Estou
de pé num comboio apinhado. À tona, um mar de cabeças. Rostos embaciados por cansaços de fim de dia, a aziaga fixidez metálica a reluzir em olhos de adaga. E os pés contrafeitos num retalho de chão, a
enviesar por entre bagagens que murmuram inércias solitárias, asas de sacos
suplicantes, levantem-me. Um carrinho de bebé dorme arrumado contra a cinta de metal esquinado da carruagem e recalcitra a cada travagem da máquina, estremunhado de sono, incapaz de situar-se,
que cama estranha, não me aguento, vou
cair. Solidária com aflições de objectos, lanço-lhe a mão, encosto-o de novo e
ele agradece a retomar sonhos, virado à penumbra, voz pastosa, ...ado. Desço as pálpebras a
procurar num regaço a criança que o habita. E vejo aquela mãozinha papuda de
cérelac e papa de babana-laranja. Está sozinha sobre o pescoço da mãe. Não é um
abandono contente. Não. É a lentidão de um contacto amoroso e confiante. Adere
quase parada à suavidade quente da pele maternal, dedinhos minúsculos a entreabrir
de prazer inconsciente. Percorro-lhe o bracito vestido de refêgos e paro nas
bochechinhas em flor.
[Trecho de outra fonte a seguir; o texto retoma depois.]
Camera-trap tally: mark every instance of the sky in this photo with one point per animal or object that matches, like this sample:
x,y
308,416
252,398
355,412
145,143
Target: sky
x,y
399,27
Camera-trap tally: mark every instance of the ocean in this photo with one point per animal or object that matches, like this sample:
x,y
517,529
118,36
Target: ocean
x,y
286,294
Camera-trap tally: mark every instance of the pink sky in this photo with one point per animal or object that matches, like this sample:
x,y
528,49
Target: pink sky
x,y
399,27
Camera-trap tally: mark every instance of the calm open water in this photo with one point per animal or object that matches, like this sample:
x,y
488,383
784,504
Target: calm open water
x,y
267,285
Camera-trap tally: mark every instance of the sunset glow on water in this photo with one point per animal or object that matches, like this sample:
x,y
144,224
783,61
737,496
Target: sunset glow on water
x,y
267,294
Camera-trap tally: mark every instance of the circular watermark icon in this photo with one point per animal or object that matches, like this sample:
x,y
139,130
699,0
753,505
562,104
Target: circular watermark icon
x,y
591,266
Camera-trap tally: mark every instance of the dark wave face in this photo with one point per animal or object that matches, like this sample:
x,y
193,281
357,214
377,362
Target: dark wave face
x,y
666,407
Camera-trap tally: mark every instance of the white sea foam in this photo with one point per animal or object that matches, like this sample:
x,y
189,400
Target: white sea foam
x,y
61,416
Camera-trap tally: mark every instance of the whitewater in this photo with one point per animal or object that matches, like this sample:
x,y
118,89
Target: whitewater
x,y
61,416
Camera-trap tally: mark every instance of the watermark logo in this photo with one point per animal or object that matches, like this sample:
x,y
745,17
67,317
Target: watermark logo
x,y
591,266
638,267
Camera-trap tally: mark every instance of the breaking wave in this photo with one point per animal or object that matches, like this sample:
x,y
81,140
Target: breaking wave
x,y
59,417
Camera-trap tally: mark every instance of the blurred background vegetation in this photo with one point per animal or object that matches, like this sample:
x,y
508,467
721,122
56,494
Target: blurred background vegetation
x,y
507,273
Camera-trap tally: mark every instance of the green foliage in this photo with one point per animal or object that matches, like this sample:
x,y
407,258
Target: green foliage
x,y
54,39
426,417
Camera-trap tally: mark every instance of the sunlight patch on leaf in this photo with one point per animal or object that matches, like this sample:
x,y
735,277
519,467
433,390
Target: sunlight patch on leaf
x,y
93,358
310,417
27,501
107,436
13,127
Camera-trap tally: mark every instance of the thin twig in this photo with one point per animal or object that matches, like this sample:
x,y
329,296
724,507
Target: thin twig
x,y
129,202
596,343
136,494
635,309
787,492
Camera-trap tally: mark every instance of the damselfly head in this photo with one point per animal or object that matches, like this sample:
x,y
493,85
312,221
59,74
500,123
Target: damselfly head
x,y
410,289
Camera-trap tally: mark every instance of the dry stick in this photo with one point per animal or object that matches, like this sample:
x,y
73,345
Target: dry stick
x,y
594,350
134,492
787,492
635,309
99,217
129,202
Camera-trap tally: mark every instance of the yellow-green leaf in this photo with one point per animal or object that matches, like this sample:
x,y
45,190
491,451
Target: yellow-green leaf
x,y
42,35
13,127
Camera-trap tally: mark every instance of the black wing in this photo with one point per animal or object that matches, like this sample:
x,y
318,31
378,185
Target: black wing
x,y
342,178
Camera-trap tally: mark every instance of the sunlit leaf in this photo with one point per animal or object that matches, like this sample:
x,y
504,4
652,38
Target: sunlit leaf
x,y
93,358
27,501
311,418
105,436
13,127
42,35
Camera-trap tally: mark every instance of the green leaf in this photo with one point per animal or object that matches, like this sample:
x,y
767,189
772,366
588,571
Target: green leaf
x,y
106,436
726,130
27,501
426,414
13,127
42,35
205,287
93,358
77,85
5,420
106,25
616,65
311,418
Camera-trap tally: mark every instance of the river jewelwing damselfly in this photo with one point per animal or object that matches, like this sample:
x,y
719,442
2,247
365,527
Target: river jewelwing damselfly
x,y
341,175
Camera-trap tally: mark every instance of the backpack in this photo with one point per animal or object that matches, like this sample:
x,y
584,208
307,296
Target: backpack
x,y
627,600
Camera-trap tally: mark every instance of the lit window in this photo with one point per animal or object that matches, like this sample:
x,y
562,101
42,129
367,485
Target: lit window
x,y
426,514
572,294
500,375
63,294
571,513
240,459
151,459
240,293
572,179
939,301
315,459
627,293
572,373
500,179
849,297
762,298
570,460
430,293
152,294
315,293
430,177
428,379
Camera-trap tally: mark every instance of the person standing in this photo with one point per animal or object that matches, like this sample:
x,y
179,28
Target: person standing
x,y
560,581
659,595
Lá fora, na tarde que esmorece a todo o vapor, árvores
e casas fogem da vista como o diabo da cruz. Mas dentro deste ovo de gente, o
cetim da pele apetece-nos a ternura que só a mãe satisfaz em beijos repetidos.
Tão
bonitos assim ensimesmados um no outro.
Quem sabe se o inexplicável do assalto de saudade sem assunto nasce de momentos como este, vivências de pura alegria e bem estar fechadas à consciência. Os dois são quadro que resplandece na palidez incrustada
das lâmpadas acesas.
Depois
a mãe ajeita ao ombro a maleta, levanta o bebé nas pernitas arcadas, toca-lhe
aqui e ali num arranjo de roupas, puxa-lhe as meias, a boca escorrendo ternuras
e murmúrios para o sorriso aberto dele. Atrás de mim, o apetrecho espevita de
utilidade insistente. Quando passa, estendo-lho por entre os guinchos do comboio. De pé, ela agradece maquinal, pressurosa com a carga,
imbuída na formidável fortuna que lhe coube e leva rente ao coração, num tu a
tu com o externo, a alegria dos pézitos a roçar-lhe as flutuantes.
E
no fim da viagem estás tu. Um céu nublado a flutuar na paisagem sôfrega de apressadas
gentes. Os ombros penduram a fundura do teu desgosto sem expressão. Damo-nos
o braço e saímos.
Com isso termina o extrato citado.